In a voltage divider circuit, the voltage across the resistors is proportional to the value of the resistors. In our case, we have a voltmeter of resistance \(400 \Omega\) connected across \(R_1\), which is also \(400 \Omega\). Thus, the voltage divider ratio is equal for both parts of the circuit, as the ratio of \(R_1\) and the voltmeter resistance is 1:1.

Since the voltmeter is connected in parallel with \(R_1\), we need to find the combined resistance of this part of the circuit. To do that, we use the formula for parallel resistances: \[\frac{1}{R_P} = \frac{1}{R_1} + \frac{1}{R_V}\] Here, \(R_P\) is the combined parallel resistance, \(R_1 = 400 \Omega\) and \(R_V = 400 \Omega\). Plugging in the values, we get: \[\frac{1}{R_P} = \frac{1}{400} + \frac{1}{400}\] \[R_P = \frac{400 \times 400}{400 + 400} = 200 \Omega\]

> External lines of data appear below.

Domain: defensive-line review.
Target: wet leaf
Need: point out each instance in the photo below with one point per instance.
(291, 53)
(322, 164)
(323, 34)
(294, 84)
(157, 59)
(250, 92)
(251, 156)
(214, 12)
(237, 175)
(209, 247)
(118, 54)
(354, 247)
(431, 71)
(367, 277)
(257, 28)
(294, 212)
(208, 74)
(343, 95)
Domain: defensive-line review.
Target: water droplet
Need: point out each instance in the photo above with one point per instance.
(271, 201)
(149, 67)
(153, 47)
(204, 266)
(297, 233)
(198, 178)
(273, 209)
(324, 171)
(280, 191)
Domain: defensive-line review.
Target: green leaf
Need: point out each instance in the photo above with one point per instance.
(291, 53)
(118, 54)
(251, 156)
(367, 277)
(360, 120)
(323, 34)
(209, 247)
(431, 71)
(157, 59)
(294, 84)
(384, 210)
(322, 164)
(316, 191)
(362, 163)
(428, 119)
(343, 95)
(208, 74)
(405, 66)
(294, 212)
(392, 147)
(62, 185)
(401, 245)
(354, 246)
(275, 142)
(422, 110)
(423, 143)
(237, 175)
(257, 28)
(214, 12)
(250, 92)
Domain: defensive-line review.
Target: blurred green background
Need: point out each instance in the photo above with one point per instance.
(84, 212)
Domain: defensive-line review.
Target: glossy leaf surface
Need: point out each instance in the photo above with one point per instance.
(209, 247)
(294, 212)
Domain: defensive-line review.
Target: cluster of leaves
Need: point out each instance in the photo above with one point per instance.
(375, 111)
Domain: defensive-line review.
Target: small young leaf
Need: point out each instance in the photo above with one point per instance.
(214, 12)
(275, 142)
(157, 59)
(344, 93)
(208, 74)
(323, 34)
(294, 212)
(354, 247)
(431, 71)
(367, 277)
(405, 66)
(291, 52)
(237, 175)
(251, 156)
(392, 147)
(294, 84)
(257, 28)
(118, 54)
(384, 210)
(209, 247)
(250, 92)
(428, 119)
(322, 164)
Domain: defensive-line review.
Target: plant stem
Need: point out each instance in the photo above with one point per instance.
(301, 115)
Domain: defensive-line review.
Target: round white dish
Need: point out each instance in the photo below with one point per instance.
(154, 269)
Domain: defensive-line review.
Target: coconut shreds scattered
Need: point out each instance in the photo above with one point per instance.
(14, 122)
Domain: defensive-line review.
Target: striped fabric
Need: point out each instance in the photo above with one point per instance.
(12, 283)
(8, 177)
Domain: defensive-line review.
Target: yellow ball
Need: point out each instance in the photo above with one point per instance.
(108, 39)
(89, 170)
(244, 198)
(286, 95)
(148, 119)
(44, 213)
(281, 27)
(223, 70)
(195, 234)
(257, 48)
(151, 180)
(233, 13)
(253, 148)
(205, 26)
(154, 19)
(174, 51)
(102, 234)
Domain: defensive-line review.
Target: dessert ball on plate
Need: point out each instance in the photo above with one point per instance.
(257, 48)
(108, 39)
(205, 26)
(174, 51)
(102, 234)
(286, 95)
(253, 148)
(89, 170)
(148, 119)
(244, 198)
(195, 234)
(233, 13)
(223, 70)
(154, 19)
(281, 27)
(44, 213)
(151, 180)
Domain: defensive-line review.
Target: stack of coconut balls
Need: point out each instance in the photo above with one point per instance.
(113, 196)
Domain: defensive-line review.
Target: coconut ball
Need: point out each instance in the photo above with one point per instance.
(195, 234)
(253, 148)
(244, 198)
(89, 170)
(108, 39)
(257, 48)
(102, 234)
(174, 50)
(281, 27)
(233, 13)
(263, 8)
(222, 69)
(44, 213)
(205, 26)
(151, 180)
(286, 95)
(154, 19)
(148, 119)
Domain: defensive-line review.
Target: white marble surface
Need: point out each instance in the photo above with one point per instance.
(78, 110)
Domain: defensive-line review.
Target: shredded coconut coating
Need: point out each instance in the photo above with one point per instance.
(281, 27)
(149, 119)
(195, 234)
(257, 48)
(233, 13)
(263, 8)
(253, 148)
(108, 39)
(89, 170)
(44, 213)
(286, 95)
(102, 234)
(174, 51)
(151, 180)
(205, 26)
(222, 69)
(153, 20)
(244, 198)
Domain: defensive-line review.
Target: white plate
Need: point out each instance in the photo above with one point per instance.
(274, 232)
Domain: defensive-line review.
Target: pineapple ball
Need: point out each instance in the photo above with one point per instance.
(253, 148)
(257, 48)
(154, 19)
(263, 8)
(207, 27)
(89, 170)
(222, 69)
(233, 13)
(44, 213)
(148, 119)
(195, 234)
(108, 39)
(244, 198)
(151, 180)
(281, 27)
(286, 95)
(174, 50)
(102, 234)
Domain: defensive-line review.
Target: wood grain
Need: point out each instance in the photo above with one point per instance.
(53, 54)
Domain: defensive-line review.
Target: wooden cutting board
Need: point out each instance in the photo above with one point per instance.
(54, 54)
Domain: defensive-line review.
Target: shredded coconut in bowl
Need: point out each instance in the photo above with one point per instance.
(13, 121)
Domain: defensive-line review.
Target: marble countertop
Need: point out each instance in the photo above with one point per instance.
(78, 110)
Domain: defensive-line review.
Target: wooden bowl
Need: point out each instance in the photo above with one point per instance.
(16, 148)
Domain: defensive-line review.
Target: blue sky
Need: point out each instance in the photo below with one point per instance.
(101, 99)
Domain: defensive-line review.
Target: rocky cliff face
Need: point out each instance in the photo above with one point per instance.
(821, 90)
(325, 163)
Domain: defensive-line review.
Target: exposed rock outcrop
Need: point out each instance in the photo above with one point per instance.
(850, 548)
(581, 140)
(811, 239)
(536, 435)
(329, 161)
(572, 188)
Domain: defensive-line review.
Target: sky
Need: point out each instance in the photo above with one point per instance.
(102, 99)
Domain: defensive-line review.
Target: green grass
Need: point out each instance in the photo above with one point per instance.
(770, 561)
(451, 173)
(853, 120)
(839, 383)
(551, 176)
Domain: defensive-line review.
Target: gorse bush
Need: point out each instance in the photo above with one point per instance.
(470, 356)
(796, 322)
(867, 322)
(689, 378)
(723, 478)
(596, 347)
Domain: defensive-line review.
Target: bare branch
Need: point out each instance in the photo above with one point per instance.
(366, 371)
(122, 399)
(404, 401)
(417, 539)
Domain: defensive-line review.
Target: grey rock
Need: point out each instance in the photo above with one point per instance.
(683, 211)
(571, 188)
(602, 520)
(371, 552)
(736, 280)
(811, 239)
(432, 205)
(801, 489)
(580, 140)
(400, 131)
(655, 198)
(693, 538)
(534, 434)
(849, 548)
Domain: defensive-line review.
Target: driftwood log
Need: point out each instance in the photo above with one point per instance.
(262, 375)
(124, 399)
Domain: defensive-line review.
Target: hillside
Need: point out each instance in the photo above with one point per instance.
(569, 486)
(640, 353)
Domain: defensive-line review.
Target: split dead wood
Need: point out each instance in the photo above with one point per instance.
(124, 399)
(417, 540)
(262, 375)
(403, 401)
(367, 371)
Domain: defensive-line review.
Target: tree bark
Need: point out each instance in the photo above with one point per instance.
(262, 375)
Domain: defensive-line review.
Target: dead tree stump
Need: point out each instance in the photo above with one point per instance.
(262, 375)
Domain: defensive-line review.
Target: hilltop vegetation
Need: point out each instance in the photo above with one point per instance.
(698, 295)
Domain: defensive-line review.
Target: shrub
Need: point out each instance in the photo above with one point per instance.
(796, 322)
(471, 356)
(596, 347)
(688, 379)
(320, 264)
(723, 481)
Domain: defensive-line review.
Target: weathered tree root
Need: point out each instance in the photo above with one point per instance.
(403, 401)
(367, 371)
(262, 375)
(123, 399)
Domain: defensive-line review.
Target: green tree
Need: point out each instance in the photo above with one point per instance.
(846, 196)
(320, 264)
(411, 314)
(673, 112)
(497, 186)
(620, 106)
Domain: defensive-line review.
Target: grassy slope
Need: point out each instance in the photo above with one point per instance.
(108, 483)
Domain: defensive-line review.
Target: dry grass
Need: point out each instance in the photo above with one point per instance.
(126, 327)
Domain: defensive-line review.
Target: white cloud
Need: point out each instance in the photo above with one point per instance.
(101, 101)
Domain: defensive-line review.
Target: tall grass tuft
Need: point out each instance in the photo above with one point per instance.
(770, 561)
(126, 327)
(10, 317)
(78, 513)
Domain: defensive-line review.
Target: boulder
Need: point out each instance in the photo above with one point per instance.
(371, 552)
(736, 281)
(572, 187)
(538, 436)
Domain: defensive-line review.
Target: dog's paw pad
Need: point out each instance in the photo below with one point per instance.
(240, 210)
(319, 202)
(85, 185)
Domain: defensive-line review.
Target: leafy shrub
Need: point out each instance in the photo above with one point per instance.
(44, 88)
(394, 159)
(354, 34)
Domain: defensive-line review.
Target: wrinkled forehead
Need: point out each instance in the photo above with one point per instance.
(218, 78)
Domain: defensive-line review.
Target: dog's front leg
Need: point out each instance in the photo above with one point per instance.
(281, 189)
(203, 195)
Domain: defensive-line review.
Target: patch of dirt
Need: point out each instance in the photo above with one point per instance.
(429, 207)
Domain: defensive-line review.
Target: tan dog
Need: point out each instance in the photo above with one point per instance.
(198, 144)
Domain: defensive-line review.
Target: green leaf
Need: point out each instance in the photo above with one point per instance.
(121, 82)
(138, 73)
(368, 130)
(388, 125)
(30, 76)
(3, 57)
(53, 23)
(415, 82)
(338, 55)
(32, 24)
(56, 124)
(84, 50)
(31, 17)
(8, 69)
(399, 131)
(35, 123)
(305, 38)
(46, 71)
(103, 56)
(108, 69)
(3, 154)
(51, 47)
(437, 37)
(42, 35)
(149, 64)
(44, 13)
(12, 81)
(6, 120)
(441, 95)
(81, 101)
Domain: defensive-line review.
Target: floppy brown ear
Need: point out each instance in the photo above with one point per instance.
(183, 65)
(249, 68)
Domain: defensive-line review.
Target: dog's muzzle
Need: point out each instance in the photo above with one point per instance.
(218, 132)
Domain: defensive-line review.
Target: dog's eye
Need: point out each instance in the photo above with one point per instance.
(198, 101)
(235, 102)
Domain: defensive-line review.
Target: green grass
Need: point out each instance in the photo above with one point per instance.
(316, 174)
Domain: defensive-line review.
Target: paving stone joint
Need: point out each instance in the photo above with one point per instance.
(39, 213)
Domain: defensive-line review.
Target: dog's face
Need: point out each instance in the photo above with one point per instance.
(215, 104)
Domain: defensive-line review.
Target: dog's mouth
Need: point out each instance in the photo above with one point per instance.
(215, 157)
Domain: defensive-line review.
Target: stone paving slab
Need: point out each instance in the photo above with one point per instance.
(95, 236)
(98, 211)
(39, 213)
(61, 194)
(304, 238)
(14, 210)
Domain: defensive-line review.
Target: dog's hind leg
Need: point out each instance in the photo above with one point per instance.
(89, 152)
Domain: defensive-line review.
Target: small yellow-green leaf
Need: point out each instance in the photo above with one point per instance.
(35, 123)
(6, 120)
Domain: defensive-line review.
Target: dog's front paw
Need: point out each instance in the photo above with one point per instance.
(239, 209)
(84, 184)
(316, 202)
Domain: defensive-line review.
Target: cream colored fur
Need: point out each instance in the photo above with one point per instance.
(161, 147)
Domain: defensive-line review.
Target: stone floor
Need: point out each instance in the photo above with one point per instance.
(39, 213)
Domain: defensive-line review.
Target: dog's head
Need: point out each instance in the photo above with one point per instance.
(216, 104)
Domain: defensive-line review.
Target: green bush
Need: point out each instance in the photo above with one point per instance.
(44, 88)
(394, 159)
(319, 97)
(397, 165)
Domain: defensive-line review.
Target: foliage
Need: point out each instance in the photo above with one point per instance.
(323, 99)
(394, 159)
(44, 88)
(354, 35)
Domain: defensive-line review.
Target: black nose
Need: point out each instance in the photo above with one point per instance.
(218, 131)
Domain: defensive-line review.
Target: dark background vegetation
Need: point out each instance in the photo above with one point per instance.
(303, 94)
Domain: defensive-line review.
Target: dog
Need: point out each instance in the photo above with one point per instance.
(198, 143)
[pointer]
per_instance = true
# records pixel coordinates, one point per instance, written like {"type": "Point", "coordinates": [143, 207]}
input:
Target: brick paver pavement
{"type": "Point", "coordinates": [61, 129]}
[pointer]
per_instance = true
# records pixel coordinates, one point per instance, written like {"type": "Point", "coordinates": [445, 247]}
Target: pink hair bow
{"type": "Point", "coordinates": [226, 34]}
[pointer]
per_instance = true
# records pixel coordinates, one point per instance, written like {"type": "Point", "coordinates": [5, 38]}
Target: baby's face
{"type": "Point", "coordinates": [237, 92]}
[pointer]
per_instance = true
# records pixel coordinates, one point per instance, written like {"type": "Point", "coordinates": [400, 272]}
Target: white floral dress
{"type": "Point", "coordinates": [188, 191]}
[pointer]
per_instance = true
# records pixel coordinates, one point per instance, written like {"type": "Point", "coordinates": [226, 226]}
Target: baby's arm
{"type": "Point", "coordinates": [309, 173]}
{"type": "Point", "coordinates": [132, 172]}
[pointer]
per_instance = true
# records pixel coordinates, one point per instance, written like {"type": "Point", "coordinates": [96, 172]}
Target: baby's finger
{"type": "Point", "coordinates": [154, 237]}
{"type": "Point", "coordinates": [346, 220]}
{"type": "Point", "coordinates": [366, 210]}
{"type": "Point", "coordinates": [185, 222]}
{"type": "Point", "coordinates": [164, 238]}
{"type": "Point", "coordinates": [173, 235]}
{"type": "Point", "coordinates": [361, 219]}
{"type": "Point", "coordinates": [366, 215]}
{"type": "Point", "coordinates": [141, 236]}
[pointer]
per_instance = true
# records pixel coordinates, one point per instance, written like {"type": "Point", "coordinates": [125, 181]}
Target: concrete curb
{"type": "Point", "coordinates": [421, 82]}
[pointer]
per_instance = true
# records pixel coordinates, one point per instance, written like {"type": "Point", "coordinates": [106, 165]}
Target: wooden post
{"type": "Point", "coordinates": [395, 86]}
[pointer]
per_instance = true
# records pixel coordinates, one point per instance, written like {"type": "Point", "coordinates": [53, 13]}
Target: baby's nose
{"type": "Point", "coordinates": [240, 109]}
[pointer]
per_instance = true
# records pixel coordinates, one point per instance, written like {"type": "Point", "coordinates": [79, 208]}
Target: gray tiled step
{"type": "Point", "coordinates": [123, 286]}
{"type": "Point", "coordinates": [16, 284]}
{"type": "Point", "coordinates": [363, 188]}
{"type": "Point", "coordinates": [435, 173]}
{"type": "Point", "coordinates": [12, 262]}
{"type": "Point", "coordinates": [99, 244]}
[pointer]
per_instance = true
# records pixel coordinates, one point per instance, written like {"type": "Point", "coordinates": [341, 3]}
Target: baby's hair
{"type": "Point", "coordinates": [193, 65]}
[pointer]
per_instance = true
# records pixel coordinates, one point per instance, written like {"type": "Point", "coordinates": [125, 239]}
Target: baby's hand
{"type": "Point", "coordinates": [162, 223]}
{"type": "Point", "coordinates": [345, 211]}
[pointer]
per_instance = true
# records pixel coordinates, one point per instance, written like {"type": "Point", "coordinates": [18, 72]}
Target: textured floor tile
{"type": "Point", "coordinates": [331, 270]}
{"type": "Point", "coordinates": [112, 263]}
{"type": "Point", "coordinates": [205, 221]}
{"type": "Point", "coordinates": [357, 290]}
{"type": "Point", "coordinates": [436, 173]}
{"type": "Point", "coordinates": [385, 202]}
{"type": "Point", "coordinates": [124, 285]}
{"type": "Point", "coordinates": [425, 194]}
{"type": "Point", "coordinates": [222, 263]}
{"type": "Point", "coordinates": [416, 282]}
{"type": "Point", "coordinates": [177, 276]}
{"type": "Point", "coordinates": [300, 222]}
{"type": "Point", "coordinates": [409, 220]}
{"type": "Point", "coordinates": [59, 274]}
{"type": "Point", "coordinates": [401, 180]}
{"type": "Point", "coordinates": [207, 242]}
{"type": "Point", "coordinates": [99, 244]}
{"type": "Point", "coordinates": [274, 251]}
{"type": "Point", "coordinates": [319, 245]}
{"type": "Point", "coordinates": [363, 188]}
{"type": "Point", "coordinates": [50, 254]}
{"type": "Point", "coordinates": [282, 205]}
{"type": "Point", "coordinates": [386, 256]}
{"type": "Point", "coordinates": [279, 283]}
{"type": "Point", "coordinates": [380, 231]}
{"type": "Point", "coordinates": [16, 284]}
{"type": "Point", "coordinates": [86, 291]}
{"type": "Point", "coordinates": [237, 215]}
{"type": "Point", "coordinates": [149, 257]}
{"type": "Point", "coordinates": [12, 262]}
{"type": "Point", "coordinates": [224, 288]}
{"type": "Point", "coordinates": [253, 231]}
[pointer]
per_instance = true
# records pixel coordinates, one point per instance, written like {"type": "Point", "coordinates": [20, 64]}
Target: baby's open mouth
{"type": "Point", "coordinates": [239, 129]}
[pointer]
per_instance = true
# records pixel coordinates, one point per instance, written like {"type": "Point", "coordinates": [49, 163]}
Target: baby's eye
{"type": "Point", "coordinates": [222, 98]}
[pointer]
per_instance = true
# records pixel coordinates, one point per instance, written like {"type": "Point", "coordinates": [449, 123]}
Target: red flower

Now, we can calculate the total resistance in the circuit by adding the parallel resistance \(R_P = 200 \Omega\) and \(R_2 = 200 \Omega\), which are connected in series: \[R_T = R_P + R_2 = 200 + 200 = 400\Omega\]

Using Ohm's Law, we can calculate the total current in the circuit. Let the total current be \(I_T\), and assume the total voltage provided by the battery is \(V\): \[I_T = \frac{V}{R_T}\] Let's find the relationship between \(I_1\) and \(I_2\) using the given resistances and currents values: \[I_1 R_1 = I_2 R_2\] \[I_1 = I_2\] Now we can express the total current as the sum of \(I_1\) and \(I_2\): \[I_T = I_1 + I_2 = 2I_1\]

As mentioned in Step 2, since both \(R_1\) and the voltmeter have the same resistance values, the voltage across them must also be equal. So let the voltage across the voltmeter be \(V_M\). Then, using Ohm's Law, we can write: \[V_M = R_1 I_1\] Substituting the relationship between currents, we get: \[V_M = R_1 (\frac{I_T}{2})\] As \(I_T = \frac{V}{R_T}\), we can plug it in to get: \[V_M = R_1 (\frac{V}{2R_T}) = 400 \cdot \frac{V}{2 \cdot 400}\] Finally, we have the voltmeter reading: \[V_M = \frac{V}{2}\] Out of the given options, the only one that fits this relationship is \((\mathrm{B})\) \(5 \mathrm{~V}\). This implies that the total voltage provided by the battery is \(10V\), and the voltmeter reads half of it, which is \(5V\).